According to Spartan, the acquisition will add approximately $105 million in yearly revenues to its balance sheet. Utilimaster employs 550 people and has 550,000 sq. ft. of manufacturing capacity at its Wakarusa, IN, headquarters.
“This acquisition represents a major strategic step forward to diversify our revenue stream into new end markets that offer growth potential and are not directly dependent on government funding or consumer spending,” said John Sztykiel, president & CEO of Spartan Motors. “The two companies share similar cultures, a focus on premium products and innovation, and management depth that make this an ideal fit.”
Sztykiel added that the purchase gives Spartan, which designs, engineers and manufactures specialty chassis and vehicles for the recreational, fire and emergency and defense/specialty markets, “entry into the North American delivery and service market [and] adds fabrication and vehicle body expertise.”
The deal, which should close before the end of the month, calls for $50 million in cash less a net working capital adjustment and other adjustments, which would bring the expected value of the deal to around $45 million.

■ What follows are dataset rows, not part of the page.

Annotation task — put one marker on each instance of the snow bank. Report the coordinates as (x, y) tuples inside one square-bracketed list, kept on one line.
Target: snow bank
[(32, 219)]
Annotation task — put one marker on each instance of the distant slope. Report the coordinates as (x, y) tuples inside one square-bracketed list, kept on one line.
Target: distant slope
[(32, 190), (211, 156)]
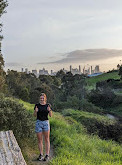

“We are pleased to join forces with the Spartan Motors team,” said Mike Kitson, Utilimaster president & CEO. “Spartan and Utilimaster share a similar business model, complementary team culture and financial discipline – focused on return on invested capital – that bode well for our continued momentum in the marketplace. Based on the excellent strategic fit, I am convinced our organizations will be stronger together as we seek to leverage operational best practices and attack new growth markets beyond those we could penetrate individually.”